Et hop ! Deux corps se jetèrent sous la tente, un main se tendit vers les toiles flottantes des portes et les tirettes se fermèrent.
Le bonheur espéré ne dura pas longtemps.
Brusquement, les tirettes se rouvrirent et l'on vit ma sœur s'extraire de la tente.
-- Il est impossible de dormir là-dedans, siffla-t-elle, c'est un étouffoir ! 
-- Dans ce cas, où veux-tu dormir ? lui demandai-je. Dehors, il y a des tas de bêtes dangereuses ! 
-- Je ne sais pas, je vais voir.
Et elle partit, oreiller et sac de couchage sous le bras. Je la perdis de vue parmi les tamaris.
Il était vrai que l'atmosphère, sous la tente, était délétère. Personne ne pouvait survivre à une nuit sous abri de toile dans ce désert. Je sortis aussi et me dirigeai vers la voiture me disant qu'il y ferait plus frais. Seconde réflexion stupide de la nuit. Comment pouvait-il faire moins chaud dans le véhicule alors que la climatisation était coupée ? La chaleur était en train de me décerveler. Dès que la portière se referma sur moi, je suffoquai et ressortis presque aussitôt.

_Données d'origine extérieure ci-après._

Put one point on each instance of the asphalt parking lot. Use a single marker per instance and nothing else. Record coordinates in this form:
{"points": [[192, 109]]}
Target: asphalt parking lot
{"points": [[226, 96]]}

Dormir, dormir, je voulais dormir. Une dernière idée, lumineuse cette fois, se fraya un chemin et je me souvins que de l'eau qui s'évapore rafraîchit toujours l'atmosphère. J'empoignai donc tous les essuies qui se trouvaient à ma portée, et partis les tremper dans un évier de la salle d'eau. Même chauds dans un premier temps, ils finiraient bien par se refroidir. Je revins, essuies dégoulinant à bout de bras, les étaler sur mon matelas pneumatique. Deux essuies mouillés sous le corps, deux essuies mouillés par dessus, foin de toute idée de rhumatismes, c'était parfait. La fraîcheur arriva rapidement et, sans plus penser au sort de ma sœur, je plongeai dans un sommeil profond.
Que devenait Danielle, pendant tout ce temps ? Et bien, son truc à elle fut d'aller dormir sur l'une des tables du camping où une très légère brise lui apporta un peu de fraîcheur en cours de nuit. Elle ne fut d'ailleurs pas la seule à avoir choisi cette solution. Lorsque je partis à sa recherche au petit matin, je constatai que d'autres tables s'étaient garnies, durant les heures nocturnes, de corps éreintés. Et, en tout bien tout honneur, comme il se devait. Chacun sur sa table et Dieu veillant sur son petit monde ronflant ou sifflotant.
Honte, honte, honte sur nous ! Nous eûmes, ce matin-là, le culot d'aller prendre un petit déjeuner au ranch super snob jouxtant le camping. Malgré une tentative de toilette matinale, nous y arrivâmes ….. dans un manque de fraîcheur totale. D'après les regards qui nous suivirent, nous comprîmes qu'il valait mieux aller manger notre bacon et notre omelette dans un coin éloigné du public amidonné qui s'apprêtait à partir jouer au golf...
Car, il faut le savoir, à cet endroit du désert, un parcours de golf avait été construit, des palmiers plantés, des pelouses semées et tondues avec amour; de luxueuses «golfettes» électriques sillonnaient les allées de gravier afin d'éviter toute marche inutile aux nantis de notre planète.
Vous l'avouerai-je ? Ma sœur et moi n'en faisions pas partie et ce fut le miracle du jour si, comme deux crotales indésirables et surveillés de près, nous pûmes obtenir de quoi nous restaurer.